Özlem Çarıkçıoğlu (born 11 January 1994) is a Turkish alpine skier, who competed at the 2018 and 2022 Winter Olympics.

Personal life
Özlem Çarıkçıoğlu was born in Sakarya, Turkey on 11 January 1994. After completing her high school education at Robert College, she studied Industrial Engineering at Koç University in Istanbul. Aside from skiing, Çarıkçıoğlu practices ballet.

Sports career
At the age of eight, Çarıkçıoğlu made acquaintance  with skiing during a winter camp at Uludağ in Bursa held by her primary school. She is a member of the AKUT Search and Rescue Association, and competed for the AKUT sports Club's Snow Sports Branch.
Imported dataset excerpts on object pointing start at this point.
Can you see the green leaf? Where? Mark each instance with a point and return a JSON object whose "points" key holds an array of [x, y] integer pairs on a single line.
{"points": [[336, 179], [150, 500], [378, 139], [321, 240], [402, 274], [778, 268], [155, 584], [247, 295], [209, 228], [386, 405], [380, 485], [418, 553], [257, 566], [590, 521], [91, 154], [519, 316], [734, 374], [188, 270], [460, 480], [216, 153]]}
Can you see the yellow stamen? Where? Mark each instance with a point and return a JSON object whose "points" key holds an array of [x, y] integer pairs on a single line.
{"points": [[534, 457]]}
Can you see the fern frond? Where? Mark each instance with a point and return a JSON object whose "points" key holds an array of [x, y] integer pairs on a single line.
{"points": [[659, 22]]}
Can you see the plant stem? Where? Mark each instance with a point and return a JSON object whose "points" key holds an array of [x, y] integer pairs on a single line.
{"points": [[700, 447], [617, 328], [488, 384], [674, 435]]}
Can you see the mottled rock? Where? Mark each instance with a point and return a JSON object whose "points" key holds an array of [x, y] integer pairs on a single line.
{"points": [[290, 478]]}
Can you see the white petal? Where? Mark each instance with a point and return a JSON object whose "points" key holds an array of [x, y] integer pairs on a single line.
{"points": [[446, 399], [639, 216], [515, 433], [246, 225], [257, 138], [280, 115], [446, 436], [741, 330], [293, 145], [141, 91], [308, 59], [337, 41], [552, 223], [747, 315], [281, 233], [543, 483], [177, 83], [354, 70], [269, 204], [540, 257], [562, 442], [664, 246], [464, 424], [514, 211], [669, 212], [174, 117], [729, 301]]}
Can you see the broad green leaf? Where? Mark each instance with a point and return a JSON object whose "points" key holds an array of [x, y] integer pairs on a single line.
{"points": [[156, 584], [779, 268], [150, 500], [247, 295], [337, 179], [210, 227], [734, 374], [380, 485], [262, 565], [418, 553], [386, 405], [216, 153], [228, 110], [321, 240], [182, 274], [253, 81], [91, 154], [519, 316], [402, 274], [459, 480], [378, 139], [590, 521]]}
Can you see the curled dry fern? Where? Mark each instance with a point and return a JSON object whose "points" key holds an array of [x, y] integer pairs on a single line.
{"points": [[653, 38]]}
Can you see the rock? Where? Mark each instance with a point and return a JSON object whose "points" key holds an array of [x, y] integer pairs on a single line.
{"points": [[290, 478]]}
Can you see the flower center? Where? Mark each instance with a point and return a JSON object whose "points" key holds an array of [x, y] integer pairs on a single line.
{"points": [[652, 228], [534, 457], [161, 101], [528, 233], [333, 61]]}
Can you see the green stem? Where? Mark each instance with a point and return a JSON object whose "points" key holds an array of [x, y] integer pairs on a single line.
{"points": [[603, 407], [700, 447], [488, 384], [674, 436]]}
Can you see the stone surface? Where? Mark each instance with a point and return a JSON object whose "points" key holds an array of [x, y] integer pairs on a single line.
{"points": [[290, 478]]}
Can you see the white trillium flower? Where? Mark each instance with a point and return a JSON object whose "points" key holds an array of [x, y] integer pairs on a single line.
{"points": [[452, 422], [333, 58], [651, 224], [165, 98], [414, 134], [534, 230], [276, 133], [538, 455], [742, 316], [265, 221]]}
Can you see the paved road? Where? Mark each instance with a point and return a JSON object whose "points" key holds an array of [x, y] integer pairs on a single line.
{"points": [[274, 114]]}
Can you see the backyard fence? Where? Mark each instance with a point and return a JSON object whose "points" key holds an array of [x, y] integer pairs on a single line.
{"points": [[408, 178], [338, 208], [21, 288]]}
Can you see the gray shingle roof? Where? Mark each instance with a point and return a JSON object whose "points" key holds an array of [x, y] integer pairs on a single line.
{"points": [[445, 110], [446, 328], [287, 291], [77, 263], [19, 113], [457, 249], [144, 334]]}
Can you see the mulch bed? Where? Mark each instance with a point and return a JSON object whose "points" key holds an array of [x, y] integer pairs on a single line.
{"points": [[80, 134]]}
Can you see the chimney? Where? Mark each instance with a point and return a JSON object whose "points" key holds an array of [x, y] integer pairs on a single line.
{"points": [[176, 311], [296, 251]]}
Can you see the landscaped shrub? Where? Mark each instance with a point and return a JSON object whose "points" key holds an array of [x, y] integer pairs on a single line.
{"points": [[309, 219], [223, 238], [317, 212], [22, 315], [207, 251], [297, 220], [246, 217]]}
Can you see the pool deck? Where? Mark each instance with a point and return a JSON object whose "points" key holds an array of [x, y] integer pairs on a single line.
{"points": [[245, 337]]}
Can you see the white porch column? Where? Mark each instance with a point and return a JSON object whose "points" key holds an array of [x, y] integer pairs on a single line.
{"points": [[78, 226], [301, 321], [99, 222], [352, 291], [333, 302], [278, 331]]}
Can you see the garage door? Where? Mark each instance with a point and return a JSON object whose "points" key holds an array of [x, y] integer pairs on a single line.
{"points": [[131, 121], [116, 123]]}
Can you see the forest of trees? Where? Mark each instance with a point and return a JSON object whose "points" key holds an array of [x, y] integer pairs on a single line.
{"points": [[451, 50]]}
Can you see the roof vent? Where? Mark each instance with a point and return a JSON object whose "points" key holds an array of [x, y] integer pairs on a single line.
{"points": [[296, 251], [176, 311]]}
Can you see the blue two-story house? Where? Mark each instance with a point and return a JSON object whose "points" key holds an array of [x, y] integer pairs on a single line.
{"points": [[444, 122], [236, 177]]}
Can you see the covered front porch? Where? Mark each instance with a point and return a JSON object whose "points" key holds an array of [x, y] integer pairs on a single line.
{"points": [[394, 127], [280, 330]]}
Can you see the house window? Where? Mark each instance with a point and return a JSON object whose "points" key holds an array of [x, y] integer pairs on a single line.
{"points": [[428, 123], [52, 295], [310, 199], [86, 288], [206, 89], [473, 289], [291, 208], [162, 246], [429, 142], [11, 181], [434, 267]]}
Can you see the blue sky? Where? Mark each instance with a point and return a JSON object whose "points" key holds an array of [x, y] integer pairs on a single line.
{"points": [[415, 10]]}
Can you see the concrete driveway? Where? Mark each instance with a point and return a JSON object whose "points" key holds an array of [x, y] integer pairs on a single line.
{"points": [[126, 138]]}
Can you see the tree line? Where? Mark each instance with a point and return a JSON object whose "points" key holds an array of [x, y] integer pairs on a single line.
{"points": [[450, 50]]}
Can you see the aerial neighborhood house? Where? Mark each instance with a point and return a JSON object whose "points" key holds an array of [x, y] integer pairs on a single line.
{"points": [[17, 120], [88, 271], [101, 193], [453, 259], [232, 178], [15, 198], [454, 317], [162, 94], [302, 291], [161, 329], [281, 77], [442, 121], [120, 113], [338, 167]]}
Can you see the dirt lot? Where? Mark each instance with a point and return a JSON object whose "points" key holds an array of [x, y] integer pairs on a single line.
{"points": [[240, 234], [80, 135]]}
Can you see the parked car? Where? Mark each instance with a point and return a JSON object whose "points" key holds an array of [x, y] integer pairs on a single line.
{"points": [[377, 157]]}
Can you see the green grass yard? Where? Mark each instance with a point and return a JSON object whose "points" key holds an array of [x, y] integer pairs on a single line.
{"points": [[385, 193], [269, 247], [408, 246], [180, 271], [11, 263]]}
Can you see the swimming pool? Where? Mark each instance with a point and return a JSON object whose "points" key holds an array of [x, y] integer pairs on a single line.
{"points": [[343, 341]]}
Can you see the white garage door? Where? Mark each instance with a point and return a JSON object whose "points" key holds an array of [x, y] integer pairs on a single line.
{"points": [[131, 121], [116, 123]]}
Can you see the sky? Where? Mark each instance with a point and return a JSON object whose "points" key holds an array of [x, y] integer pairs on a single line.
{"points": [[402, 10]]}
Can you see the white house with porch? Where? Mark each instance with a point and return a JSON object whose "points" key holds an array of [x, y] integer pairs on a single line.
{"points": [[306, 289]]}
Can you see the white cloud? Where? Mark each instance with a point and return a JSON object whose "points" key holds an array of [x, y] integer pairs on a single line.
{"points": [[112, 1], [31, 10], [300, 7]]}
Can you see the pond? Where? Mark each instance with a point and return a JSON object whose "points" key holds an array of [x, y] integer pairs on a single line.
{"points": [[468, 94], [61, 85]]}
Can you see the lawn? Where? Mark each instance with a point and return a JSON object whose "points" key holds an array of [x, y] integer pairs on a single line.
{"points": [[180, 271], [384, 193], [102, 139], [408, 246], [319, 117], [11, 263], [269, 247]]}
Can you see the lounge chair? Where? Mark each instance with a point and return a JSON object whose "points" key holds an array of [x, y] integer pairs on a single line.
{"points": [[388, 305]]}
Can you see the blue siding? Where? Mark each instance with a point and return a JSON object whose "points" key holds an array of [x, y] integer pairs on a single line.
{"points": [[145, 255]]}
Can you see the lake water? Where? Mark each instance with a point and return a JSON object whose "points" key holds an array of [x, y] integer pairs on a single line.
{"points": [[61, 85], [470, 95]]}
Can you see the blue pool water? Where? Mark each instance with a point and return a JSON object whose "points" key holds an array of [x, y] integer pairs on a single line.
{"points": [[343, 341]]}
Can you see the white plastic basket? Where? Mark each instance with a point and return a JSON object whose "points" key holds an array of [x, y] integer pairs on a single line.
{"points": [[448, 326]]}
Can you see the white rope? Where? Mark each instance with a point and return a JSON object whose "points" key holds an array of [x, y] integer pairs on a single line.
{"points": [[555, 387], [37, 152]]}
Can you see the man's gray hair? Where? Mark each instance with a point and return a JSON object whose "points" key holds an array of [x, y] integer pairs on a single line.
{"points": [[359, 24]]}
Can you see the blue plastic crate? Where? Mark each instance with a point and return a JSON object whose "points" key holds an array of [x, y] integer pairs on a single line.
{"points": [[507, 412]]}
She competed at the 2011 European Youth Olympic Winter Festival. She took part in the Alpine skiing Women's giant slalom and Women's slalom events at the 2015 Winter Universiade held in the Sierra Nevada Ski Station, Canada. She competed in the Alpine skiing Women's Giant slalom (37th place) and Women's slalom (did not finish) events at the 2017 Winter Universiade in Almaty, Kazakhstan. 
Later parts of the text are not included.